In protest, Anthony averted his face. His gaze fell upon the kid with the skates. The kid was in one of the shampooing chairs at the rear of the shop, having his head prepped behind a portable room divider. All Anthony could see were the Rollerbladed feet and the freaky ballooning pants. The feet wiggled like giant tropical fish to the jive on his CD machine.

Robert saw Anthony looking and ambled over for a look himself; then he returned, speaking more Vietnamese to Nuong. She answered with sounds like small birds escaping her mouth. They cackled like this for a minute—the male bird and the female bird tweeting and hopping and nipping each other's breasts.

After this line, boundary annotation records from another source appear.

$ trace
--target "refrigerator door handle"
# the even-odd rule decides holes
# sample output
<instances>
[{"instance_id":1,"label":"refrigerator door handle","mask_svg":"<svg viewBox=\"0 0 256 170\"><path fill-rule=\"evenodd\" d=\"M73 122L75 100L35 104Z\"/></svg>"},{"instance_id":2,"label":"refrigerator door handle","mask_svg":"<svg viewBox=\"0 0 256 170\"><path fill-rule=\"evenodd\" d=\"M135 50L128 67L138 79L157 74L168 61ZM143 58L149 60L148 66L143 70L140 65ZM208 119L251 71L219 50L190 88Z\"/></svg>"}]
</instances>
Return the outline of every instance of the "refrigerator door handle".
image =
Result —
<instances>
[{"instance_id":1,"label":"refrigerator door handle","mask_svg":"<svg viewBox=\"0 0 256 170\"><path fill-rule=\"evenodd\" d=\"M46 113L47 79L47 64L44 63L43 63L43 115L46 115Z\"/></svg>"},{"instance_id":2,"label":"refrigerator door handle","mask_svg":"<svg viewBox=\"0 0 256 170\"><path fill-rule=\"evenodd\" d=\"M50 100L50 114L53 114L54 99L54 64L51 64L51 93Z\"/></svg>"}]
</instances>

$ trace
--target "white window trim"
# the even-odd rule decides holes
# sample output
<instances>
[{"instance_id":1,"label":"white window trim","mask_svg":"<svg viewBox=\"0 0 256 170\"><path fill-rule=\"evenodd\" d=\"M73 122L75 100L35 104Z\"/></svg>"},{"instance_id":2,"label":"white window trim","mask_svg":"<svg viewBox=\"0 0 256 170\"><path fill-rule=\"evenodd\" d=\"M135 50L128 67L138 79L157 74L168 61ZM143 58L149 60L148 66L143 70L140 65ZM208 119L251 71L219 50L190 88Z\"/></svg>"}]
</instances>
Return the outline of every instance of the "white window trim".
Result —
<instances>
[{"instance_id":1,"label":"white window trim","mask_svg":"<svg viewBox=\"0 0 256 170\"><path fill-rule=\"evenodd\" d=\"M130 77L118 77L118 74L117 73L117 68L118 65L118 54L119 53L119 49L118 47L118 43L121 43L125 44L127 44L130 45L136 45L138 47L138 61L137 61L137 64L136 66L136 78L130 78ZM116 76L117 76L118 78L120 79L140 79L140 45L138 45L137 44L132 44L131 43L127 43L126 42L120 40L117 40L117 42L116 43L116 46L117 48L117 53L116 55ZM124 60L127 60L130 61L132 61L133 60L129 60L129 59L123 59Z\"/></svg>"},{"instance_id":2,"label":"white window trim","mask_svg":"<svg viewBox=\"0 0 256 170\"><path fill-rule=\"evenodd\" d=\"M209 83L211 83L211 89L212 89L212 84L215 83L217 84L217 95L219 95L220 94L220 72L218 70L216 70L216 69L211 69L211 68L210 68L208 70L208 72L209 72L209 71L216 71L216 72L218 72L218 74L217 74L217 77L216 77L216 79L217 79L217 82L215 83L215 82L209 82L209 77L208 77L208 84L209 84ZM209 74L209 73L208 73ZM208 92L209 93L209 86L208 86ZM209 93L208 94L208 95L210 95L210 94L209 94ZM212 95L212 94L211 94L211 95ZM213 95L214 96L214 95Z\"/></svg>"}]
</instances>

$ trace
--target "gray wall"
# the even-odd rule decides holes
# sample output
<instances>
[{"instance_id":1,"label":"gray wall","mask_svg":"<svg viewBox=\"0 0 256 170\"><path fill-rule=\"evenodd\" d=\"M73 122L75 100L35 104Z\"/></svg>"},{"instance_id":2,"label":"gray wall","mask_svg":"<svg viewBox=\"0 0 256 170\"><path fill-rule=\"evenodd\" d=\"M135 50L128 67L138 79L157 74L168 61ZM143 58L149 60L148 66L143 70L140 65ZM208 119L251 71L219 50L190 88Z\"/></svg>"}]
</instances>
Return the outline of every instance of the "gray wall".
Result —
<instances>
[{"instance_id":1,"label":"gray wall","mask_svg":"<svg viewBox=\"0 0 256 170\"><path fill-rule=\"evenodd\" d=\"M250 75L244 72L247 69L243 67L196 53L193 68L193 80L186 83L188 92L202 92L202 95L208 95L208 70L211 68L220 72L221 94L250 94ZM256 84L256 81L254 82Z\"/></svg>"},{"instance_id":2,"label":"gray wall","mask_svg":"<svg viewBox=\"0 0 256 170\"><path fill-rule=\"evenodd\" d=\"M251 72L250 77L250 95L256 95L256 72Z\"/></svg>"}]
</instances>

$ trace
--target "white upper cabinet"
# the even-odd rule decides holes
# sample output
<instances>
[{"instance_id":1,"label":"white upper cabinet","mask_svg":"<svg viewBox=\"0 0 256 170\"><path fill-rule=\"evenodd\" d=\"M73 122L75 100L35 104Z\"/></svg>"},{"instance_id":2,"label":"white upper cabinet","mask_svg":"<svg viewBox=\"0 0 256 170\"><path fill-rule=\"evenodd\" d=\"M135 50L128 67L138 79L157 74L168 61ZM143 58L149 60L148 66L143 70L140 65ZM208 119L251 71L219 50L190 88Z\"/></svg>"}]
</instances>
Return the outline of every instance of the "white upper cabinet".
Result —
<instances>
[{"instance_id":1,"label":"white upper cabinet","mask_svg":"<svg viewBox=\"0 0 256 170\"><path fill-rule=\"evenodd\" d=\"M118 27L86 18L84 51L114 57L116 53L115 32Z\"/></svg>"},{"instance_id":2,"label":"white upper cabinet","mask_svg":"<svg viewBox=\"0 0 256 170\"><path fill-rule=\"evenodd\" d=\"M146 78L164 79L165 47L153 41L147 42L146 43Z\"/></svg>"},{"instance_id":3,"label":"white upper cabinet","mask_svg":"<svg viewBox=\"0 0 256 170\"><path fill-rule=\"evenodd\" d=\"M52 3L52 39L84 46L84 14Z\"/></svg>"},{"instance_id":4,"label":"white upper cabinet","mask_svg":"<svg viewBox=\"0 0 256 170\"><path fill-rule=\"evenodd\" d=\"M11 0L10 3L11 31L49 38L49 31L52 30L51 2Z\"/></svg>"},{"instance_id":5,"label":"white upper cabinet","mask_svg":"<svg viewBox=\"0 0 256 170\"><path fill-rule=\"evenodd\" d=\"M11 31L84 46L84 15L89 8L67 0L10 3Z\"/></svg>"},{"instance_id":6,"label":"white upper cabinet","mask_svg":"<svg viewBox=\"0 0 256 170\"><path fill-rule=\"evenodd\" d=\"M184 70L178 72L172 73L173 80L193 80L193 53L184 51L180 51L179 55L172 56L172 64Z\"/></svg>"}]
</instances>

This vignette of their coupling evoked one from Anthony's life, an incident that occurred not long before Sarah left him. He had come home late one night from a difficult shoot, and knocked over a table lamp as he entered their room. Sarah sprang up in bed and screamed, “I feel like a big onion!” and then fell back into deepest slumber. Anthony, who'd been exhausted, lay awake half the night. He never mentioned the remark, but after she left, it became the crucial detail, the emblematic, haunting thing. What had it meant? That her life with him was smelly? That it made her cry? That it consisted of layers? Layers of what?

“You like that?” Robert asked, jutting his chin to indicate the kid.

“Don't be absurd,” Anthony said.

“I didn't think so.” He stepped behind the chair. “Sit still this time.”

The massage had relaxed Anthony, and now the relaxation climbed his spine and flowered in his head like fate or justice. He closed his eyes and sat still as Robert worked on his head with the clippers. With each buzzing pass of the tool, another extraneous onion layer fell away from his life. It felt good, like being loved by someone. After a long time, Robert spun Anthony around in the chair.
“Voilà,”
he said.

Anthony opened his eyes. The rest of his hair was gone. In its place was a dark, lustrous nap—his under-fur shorn of the feeble growth it had struggled in vain to nourish. He touched it and felt a thrill. It was healthy and thick. He'd forgotten the basic shape of his head; now it bodied forth, all presence and strength, the cranium of a hero. Why had he walked around all these years with that dead straw hanging from his skull?